1/ Does not cover some dependencies such as usage of pip, at least in the order that you need them.2/ Explaination of GET and POST verbs is misleading.3/ Explaining why we want to perform an action with another question, such as "Why not build the classifier?", is not very informative.4/ Using colloquialism's such as "live life king size" and "bad boy" is not very informative.5/ Using "paint" instead of a prepared images seems poor.6/ The presenter is unprepared generally for the material that he is presenting.7/ Misses important parts related to the subject such as retraining models and how this is done.8/ Spends lots of time talking about the ML implementation, rather than the subject matter of deploying such models.Summary: Competitors do a much better job.

I have been wanting to learn this stuff for a long time, but never knew where to find it. I am so excited to try this out on my own projects! The instructor explains it so simply. Edit: This instructor does not appear to be responsive to questions in the Q&A section.

A very quick crash course that covers only the necessary topics in minimum possible time.

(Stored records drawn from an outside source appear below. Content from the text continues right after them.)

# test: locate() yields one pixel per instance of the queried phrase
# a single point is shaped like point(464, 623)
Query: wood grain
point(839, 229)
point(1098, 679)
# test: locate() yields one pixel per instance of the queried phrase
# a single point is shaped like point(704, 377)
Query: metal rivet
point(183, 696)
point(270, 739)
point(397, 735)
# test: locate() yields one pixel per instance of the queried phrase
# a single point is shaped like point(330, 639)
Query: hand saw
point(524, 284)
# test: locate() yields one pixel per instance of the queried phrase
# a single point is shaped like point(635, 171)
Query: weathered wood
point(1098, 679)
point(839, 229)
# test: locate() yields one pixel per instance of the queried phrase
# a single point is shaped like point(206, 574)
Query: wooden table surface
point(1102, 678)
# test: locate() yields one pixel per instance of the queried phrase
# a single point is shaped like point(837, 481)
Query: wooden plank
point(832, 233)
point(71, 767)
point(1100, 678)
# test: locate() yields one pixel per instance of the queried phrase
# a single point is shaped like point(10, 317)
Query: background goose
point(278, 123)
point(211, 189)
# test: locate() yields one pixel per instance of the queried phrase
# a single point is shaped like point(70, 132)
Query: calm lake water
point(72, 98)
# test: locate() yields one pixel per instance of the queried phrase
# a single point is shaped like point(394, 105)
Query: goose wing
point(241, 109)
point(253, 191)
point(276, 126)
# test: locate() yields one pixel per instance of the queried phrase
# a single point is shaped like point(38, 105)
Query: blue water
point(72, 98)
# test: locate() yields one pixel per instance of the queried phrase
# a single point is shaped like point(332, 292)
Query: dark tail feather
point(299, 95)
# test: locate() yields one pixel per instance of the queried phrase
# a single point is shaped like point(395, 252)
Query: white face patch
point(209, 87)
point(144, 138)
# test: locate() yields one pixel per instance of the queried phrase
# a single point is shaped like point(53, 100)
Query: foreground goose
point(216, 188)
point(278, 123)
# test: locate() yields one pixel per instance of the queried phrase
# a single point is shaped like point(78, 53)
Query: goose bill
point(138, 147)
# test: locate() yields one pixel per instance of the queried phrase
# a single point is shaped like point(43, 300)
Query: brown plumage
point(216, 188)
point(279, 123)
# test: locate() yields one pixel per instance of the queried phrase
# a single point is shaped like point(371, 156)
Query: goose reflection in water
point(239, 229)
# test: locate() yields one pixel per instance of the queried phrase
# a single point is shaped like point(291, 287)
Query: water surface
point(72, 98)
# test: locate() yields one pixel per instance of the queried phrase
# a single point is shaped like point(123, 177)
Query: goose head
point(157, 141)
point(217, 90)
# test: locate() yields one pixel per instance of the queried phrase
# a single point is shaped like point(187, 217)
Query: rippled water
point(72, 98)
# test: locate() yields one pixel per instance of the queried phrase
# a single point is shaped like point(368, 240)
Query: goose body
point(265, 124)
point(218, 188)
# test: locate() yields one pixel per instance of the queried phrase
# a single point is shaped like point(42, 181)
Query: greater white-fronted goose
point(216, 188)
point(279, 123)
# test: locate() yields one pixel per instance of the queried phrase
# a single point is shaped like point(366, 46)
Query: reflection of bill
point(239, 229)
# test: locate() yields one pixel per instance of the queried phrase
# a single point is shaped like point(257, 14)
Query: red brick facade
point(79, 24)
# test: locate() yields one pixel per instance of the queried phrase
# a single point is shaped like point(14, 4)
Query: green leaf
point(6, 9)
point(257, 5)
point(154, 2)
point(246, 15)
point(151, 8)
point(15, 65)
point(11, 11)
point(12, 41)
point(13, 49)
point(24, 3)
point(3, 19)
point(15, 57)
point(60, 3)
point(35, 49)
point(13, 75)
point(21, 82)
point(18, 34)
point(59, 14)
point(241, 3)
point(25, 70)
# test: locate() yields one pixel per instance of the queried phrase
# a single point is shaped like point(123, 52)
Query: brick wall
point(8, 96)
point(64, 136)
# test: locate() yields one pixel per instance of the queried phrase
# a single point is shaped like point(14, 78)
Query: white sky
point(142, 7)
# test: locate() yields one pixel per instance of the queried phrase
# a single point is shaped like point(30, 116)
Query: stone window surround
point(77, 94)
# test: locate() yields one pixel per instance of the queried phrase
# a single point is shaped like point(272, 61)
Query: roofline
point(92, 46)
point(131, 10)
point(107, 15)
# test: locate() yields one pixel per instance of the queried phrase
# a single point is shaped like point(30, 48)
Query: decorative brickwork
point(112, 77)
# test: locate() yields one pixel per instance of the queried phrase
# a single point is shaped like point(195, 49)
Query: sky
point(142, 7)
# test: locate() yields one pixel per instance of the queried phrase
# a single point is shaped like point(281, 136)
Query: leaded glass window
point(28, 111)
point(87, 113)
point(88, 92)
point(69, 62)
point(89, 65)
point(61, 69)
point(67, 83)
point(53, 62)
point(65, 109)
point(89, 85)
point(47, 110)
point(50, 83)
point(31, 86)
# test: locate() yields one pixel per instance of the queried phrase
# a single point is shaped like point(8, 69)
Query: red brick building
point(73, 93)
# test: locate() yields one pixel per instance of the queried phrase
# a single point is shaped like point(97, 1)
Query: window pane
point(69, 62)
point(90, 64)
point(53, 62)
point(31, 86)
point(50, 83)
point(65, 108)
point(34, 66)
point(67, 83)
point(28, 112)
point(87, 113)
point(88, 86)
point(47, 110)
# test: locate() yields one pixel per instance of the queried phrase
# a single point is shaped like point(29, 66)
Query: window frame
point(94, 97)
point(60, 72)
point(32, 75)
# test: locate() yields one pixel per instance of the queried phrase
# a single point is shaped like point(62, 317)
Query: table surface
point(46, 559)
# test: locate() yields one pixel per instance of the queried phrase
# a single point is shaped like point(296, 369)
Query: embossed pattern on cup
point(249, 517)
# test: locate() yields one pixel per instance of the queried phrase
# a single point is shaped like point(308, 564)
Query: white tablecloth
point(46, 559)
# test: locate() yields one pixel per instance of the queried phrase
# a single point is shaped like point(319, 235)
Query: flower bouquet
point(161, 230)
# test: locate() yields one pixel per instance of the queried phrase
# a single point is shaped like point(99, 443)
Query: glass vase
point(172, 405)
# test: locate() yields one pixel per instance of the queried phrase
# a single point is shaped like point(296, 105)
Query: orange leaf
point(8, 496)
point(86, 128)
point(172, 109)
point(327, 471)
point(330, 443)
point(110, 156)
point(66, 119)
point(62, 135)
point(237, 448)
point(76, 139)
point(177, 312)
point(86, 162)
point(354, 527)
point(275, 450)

The ML part is bare minimum. So, if you're thinking of learning ML part through this course, don't keep much expectations. As far as docker part is there, the instructor teaches the basics and develops a basic application, rest ML applications in course are left to dockerize ourselves as exercise.

The author explains very good and the course delivers all that is in the content. I was able to learn docker, although I had to pass through a lot of debugging to do the first homework. I learned a lot! Negative points: 1-the english legends have a lot of mistakes 2-there are forum questions that have not been answered.

The course is well explained. However, there are few bugs and the instructor does not answer questions.

I love the pace and the way this instructor explained the programming syntax, problem and resolution. My only challenge is he should have expanded the Editor all the way to the right and move the terminal console below or above it. That way, students can see all the codes that was written. I know that I can download the code from the resource file, but watching and seeing everything in one place is a trivial bonus. Other than that, I love the practicality of this course.

Vivek has elaborated the difference between Docker containers and VMs really well.